O relatório também compara as perdas dos dois lados. As baixas ucranianas são estimadas entre 500 mil e 600 mil militares, enquanto as mortes em combate ficariam entre 100 mil e 140 mil. No caso russo, as mortes variariam de 275 mil a 325 mil. Os autores afirmam que os dados sugerem que Moscou enfrenta dificuldades para sustentar o ritmo de recrutamento e reposição de tropas, cenário mencionado por representantes da Otan e diplomatas europeus.

Em termos históricos, o CSIS destaca que as perdas russas superam, de forma significativa, os números registrados pelos Estados Unidos nas guerras da Coreia e do Vietnã, além de excederem o total de baixas russas e soviéticas somadas em conflitos desde a Segunda Guerra Mundial, como o Afeganistão e as guerras da Chechênia. Ainda assim, os avanços diários das tropas russas em algumas frentes são medidos em poucos metros, patamar comparado a batalhas de desgaste do início do século 20.

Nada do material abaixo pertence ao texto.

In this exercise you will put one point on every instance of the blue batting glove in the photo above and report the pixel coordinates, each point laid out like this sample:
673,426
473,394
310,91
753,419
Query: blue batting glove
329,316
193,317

O impacto da guerra também se reflete na economia russa. O relatório afirma que o esforço militar tem contribuído para inflação elevada, escassez de mão de obra e crescimento modesto, estimado em 0,6% em 2025. O estudo avalia que o foco em gastos militares não se traduz em ganhos estruturais de longo prazo e que, sem maior pressão econômica e militar do Ocidente, o presidente Vladimir Putin tende a prolongar o conflito, mesmo diante de perdas humanas e custos crescentes para ambos os lados.